Cependant, il demeure un problème dans l’argumentation de Sperber. En effet, malgré la brillante analyse qu’il fait de l’oeuvre de Lévi-Strauss, il passe par-dessus le fait que celui-ci, s’il fonde une science du symbole d’où la signification est absente, ne cesse de s’affirmer ni plus ni moins comme… sémiologue. Pour Sperber, «Lévi-Strauss a montré le contraire de ce qu’il affirme (sic) et les mythes ne constituent pas un langage»[17].
On peut alors se demander si Sperber, lui, démontre bien ce qu’il affirme. Une première remarque concerne la formulation même de cette dernière phrase citée: «Les mythes ne constituent pas un langage». Sperber, qui vient de parler du symbolisme comme non langage, soutient que le mythe n’est pas un langage. Il identifie donc les deux termes, simplement. Au cours des chapitres de son livre, l’emploi de ces deux termes est plutôt relatif au contexte qu’au sens. On peut remarquer généralement que son terme préféré est «le symbolisme», mais quand il parle, dans la suite, de Lévi-Strauss, il emploie le mot «mythe». Lévi-Strauss, de son côté, emploie de préférence le terme «mythe», relativement à la structure, et «symbolisme», relativement à l’efficacité, c’est-à-dire en tant que langage[18].

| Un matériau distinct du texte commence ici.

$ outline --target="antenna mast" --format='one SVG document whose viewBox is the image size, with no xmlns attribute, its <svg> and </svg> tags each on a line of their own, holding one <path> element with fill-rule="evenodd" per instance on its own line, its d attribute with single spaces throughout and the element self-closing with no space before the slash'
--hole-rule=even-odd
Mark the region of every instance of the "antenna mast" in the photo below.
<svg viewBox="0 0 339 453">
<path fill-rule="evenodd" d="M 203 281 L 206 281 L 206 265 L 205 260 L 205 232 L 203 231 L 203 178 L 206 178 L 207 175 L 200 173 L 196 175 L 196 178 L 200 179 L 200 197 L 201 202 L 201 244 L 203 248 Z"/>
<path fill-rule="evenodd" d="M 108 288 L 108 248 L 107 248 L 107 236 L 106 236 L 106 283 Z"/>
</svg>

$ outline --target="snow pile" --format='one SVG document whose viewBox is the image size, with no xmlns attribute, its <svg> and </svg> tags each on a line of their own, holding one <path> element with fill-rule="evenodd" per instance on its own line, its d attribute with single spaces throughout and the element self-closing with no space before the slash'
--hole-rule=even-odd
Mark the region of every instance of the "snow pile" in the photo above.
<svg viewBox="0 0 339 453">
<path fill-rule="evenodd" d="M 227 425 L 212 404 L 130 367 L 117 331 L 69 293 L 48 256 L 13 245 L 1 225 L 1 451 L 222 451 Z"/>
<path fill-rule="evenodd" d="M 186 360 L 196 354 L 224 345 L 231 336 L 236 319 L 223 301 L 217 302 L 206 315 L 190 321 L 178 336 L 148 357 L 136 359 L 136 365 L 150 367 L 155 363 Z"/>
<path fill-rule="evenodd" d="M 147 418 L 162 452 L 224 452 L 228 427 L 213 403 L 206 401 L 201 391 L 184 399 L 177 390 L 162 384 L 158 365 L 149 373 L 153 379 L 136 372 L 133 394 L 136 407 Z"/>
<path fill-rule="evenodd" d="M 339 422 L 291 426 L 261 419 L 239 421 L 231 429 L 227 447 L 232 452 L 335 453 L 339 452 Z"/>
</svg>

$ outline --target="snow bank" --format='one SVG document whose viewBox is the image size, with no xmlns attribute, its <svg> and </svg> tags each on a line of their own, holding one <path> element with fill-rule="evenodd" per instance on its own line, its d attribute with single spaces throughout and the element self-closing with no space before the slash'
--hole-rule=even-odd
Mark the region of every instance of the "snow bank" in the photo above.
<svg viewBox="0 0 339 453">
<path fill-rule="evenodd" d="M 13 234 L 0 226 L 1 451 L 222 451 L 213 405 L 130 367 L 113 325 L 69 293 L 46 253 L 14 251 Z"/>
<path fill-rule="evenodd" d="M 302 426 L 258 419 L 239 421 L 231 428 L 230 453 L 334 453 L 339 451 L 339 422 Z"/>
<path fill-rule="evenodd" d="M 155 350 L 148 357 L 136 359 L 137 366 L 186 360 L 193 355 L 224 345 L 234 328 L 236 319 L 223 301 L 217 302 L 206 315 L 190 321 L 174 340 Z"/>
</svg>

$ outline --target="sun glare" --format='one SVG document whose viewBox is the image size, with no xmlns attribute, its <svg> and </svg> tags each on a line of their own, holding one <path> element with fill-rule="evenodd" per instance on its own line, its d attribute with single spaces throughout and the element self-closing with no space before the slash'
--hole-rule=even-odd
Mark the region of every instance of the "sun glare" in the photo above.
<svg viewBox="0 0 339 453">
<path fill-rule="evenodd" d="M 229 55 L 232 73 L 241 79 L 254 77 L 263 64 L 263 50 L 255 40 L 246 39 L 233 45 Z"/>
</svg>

Cette distinction n’est cependant pas formelle, mais elle ne doit pas échapper à l’analyse si l’on veut proposer un code fonctionnel tenant réellement compte des valences sémantiques des mots «mythe» et «symbole». Pour le moment, on croit pouvoir dire que Sperber n’a pas «montré le contraire de ce qu’il affirme», mais autre chose: c’est le mythe qui n’est pas un langage, non le symbole.

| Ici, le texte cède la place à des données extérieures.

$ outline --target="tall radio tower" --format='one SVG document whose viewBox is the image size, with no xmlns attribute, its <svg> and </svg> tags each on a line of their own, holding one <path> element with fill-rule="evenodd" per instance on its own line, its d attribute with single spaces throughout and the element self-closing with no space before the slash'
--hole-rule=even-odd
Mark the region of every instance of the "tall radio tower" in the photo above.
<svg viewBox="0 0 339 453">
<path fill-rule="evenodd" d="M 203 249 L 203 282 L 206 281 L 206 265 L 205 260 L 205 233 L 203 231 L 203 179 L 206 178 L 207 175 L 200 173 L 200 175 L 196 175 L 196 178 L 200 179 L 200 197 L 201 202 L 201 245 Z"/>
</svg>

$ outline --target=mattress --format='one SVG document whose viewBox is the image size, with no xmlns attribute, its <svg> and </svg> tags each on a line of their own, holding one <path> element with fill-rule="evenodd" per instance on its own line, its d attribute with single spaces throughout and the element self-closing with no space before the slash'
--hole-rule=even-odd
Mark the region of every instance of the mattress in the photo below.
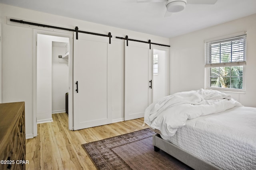
<svg viewBox="0 0 256 170">
<path fill-rule="evenodd" d="M 172 137 L 161 136 L 225 170 L 256 170 L 256 108 L 235 107 L 187 120 Z"/>
</svg>

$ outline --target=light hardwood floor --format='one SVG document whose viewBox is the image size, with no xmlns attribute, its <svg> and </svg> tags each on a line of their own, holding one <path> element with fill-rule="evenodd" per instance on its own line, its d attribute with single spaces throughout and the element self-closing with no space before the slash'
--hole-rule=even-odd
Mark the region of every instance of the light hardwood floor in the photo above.
<svg viewBox="0 0 256 170">
<path fill-rule="evenodd" d="M 38 136 L 26 140 L 26 169 L 96 169 L 82 144 L 148 127 L 140 118 L 71 131 L 66 113 L 54 114 L 52 119 L 38 124 Z"/>
</svg>

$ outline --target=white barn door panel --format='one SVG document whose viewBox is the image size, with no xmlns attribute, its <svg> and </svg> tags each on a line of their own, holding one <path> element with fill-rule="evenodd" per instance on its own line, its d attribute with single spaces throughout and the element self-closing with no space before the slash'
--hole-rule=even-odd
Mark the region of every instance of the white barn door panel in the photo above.
<svg viewBox="0 0 256 170">
<path fill-rule="evenodd" d="M 74 40 L 74 130 L 112 121 L 108 105 L 109 38 L 80 33 L 78 37 Z"/>
<path fill-rule="evenodd" d="M 152 101 L 152 52 L 149 45 L 125 45 L 124 120 L 144 117 Z"/>
</svg>

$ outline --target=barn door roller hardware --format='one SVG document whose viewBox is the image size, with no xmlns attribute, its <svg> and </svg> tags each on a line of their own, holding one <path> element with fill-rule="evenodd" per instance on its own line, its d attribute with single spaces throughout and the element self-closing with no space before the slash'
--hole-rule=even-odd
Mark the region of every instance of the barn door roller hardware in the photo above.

La distinction de ces deux termes permet de maintenir l’hypothèse de Sperber tout en tenant compte des observations de nombreux autres penseurs, pour qui le symbolique s’inscrit dans le langage. En prenant à témoin Lévi-Strauss lui-même, on admet, d’une part, que le symbole peut être considéré comme langage, ce que corroboreront de nombreux auteurs (Cassirer, Durand, Fromm, Chauvet, Ortigues, entre autres). D’autre part, l’analyse de Sperber, malgré cette imprécision de langage, ne perd pas de sa pertinence. Et l’on peut dire avec lui: «Le mythe ne constitue pas un langage»[19].